El otro día pasé un rato enchufado a la máquina y dejé unos centímetros cúbicos de plasma. Pura rutina, incluido el hecho de que mi tensión se dio a notar en los prolegómenos. Es el efecto bata blanca, también rutinario. Salí tras el reposo del guerrero y me zambullí en el trajín de la ciudad, sin notar el frío ni percatarme de la prisa que llevaba el personal. Regresé a casa después de unos cuantos recados que tenía pendientes y tiré el apósito del brazo, inútil ya porque se había desprendido. No hubo problemas, mi vena está bien.
Hoy salí de la piscina y caminé bajo un sol de invierno que irradiaba luz sin arrugas.
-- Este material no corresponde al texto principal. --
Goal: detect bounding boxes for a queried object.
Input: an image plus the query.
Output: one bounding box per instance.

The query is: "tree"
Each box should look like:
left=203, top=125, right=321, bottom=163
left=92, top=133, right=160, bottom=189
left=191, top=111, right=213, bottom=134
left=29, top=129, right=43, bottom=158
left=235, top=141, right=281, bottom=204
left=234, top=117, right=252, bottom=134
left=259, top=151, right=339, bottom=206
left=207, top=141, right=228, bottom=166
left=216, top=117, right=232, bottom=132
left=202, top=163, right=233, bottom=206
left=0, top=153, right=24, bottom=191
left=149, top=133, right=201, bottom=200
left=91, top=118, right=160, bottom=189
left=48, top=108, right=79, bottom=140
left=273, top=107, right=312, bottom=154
Entré en el corsa, caldeado por la espera, y Luna me recibió moviendo el rabo y mirándome tras sus ojos chispeantes. Pensé en la comida que me esperaba, y me relamí. Arranqué y me dirigí sin prisas. ¡Qué siesta más rica voy a disfrutar!
Sé que en la máquina estoy ejerciendo de solidario, de persona generosa que da a los demás. Reconozco que en la piscina soy egoísta, que voy a disfrutar de un gozo solitario y que nadar no beneficia a nadie más que a mí.
Salí de hemodonación sin sentir pena ni alegría. Esta mañana, sin embargo, aún con el pelo húmedo casi palpo la felicidad.
¡Paradojas de la vida! El otro día la recepcionista del centro me dio las gracias. Hoy nadie me saludó al cerrar la puerta del complejo deportivo.
No es cierto que la felicidad se manifieste llamando la atención.